Yes, thank you, Bruce. So yes, we do intend to use a prophylactic immunosuppression beginning with steroid treatment. And we're not going to go into the details of the immunosuppression regimen for each program, but I just want to say that it's going to be adaptive in the sense that if there were immuno-related adverse events that could obviously be adjusted and led by the investigator for key positions.

And Gary, but it sounds like it's going to be steroids only, or are you planning to use extra immunosuppressants?

Yes, good question. Thanks. We haven't seen any evidence in any of our three toxicology studies across all the programs of immuno-related changes in pathology or clinical any clinical manifestations. And so for that reason, our intention is to start with steroid prophylaxis, which is on the scale, on the milder end of the immunosuppressant. As you know, there's many different regimens out there and use in gene therapy programs and this is on the lighter end. Of course, we're watching carefully what's happening in the field and that could change for future programs based on emerging data.

Okay, great. And you mentioned, I'm just going to shift back to the GM1. You mentioned that there could be other additional testing that the FDA might be requiring, in addition to biocompatibility. Can you give us a sense of what are those additional testing?

Sorry, just to be clear, the additional testing or risk assessment is taken from their brief communication and that all has to do with the biocompatibility. So the way that they phrase the clinical hold communication is that they're looking at the biocompatibility of the device and may require additional risk assessments and/or testing. And so, just to be clear, that is not perfectly known yet to review the process, and I think it's worthwhile. The clinical hold is typically made by FDA guidelines by a brief communication, either by telephone or in this case email with follow up on a telephone call. And then, we expect full communication with feel full written communication with an explanation, approximately within 30 days. And we just want to be clear that we've received the initial feedback, but we have not received the full feedback at that point. So we're somewhat limited in what we can give you. But what we have done then is reached out to all of our internal experts and external experts, and defined various risk assessments and testing that are very typical for a medical device. And that follows a range of testing, as simple as for example, toxicity of the device, for example, because it comes in contact with skin. Now some of this I will mention also, as I said many of these devices that we're using, or all of them, we believe are approved. So we're also gathering information on those that could potentially address the FDA concerns. So it's a mix of a risk assessment and potential testing that we are ready for when we're waiting for the FDA letter.

Okay, great. And then just a final question in terms of the DRG or sensory sort of testing is part of the concerns about AAV9. Can you give us a sense of what's going to be included in the Phase 1/2? Thank you.

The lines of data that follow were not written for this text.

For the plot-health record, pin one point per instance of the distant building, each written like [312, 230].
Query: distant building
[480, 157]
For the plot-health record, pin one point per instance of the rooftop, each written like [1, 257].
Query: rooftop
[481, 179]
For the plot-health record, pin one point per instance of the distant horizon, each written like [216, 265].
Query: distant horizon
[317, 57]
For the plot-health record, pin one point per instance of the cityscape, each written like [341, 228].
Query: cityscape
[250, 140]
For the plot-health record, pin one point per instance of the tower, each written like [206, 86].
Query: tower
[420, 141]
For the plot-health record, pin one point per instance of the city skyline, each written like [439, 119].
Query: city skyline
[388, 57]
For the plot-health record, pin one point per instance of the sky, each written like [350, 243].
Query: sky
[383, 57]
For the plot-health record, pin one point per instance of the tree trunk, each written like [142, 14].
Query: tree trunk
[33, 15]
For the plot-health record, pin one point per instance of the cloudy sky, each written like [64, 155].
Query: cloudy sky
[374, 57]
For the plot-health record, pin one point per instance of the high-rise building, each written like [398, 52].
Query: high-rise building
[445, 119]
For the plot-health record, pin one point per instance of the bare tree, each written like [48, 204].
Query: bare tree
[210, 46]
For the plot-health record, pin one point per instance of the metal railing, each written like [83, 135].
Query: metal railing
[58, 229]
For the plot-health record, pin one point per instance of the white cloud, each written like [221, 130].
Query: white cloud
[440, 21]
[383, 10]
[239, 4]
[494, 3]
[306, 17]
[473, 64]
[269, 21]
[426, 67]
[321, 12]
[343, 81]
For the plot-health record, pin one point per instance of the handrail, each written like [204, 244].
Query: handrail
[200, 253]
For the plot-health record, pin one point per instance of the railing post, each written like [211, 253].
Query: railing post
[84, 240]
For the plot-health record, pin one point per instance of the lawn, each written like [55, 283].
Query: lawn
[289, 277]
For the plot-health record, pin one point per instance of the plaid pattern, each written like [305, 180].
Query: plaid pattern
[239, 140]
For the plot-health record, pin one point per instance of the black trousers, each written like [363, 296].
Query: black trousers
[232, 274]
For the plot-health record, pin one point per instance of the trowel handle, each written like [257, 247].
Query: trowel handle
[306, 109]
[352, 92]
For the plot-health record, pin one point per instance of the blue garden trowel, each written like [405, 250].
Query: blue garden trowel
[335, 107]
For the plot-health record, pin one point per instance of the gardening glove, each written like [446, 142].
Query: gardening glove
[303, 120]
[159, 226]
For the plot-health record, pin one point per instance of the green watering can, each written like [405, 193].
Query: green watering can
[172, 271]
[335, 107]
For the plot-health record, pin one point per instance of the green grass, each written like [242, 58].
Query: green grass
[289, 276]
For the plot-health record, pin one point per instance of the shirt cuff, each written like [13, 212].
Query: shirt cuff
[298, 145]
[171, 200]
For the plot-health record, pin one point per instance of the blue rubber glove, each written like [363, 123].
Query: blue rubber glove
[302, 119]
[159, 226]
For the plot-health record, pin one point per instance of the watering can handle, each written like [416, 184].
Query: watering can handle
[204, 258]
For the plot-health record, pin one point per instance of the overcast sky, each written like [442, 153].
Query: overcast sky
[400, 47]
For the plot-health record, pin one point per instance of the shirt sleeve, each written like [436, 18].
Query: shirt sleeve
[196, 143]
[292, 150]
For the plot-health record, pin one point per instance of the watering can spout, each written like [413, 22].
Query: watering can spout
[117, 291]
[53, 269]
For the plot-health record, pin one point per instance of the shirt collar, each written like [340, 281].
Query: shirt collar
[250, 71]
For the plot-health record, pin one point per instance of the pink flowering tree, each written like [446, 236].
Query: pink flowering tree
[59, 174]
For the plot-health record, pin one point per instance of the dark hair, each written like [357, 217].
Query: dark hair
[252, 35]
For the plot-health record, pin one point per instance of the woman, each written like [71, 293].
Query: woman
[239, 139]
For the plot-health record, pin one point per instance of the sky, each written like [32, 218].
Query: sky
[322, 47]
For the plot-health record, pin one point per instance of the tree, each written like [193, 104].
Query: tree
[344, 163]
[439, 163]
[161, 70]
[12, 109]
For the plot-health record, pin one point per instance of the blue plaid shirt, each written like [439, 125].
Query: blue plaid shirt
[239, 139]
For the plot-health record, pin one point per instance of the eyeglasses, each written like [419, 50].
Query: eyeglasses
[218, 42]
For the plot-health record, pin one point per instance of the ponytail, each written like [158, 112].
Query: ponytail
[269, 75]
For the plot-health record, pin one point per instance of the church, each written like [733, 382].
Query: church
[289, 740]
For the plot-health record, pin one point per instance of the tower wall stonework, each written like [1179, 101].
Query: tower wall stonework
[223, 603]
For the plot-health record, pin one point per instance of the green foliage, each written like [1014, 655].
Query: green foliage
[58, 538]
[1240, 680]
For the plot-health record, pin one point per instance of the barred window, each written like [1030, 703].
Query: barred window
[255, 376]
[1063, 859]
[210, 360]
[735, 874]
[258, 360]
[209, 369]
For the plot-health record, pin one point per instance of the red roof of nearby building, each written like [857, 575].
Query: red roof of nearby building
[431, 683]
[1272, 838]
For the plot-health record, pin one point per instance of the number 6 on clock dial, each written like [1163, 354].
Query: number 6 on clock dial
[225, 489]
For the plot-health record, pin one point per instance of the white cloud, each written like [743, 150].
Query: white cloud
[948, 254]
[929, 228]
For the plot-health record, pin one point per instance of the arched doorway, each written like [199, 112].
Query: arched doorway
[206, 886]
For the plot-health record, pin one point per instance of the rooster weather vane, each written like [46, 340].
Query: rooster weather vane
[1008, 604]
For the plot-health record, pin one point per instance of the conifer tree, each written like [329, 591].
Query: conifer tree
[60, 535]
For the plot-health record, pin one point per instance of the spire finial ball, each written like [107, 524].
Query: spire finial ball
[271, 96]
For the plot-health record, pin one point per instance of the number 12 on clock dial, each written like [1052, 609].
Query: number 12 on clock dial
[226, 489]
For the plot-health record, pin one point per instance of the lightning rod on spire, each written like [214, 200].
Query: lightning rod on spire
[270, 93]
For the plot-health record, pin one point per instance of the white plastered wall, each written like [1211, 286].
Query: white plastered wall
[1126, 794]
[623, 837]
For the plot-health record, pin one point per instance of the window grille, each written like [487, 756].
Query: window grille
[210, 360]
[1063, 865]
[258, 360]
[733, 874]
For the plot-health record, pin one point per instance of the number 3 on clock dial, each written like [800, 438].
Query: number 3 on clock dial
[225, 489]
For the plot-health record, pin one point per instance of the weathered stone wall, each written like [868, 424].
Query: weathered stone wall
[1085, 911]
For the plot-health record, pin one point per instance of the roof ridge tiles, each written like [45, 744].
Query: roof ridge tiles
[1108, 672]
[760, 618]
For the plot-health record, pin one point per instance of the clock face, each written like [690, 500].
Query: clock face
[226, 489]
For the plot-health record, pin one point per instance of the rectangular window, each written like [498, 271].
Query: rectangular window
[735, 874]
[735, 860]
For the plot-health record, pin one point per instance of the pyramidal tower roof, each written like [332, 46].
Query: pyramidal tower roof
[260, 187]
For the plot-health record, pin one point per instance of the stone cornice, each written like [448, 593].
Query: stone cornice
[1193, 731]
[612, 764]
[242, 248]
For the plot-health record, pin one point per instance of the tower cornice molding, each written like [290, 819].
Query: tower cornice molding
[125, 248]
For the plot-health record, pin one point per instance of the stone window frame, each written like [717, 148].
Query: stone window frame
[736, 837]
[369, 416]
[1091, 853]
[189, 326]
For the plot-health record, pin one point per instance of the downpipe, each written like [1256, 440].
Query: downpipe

Sure. And, two points to that. It's not just AAV9 that has the DRG. Jim Wilson and his group at the gene therapy program presented at ASGCT an analysis across multiple AAV subtypes and showed that the DRG toxicity, which is just a pathology right now and doesn't look like it has clinical manifestations occurs actually across multiple AAV subtypes, just wanted to make sure that you're aware of that. So what we're going to do is, in all of our studies, but certainly in the GM1 study is we're going to monitor the nerve conduction of limbs and make sure to see if we can detect any changes in nerve conduction studies. That follows the assessment in non-human primates that we could see that again, without any clinical manifestations.

Great, thanks so much.

Thank you, Yaron.

Thank you. I'm showing no further questions in the queue at this time. Ladies and gentlemen, thank you for your participation in today's conference. You may now disconnect. Everyone, have a great day.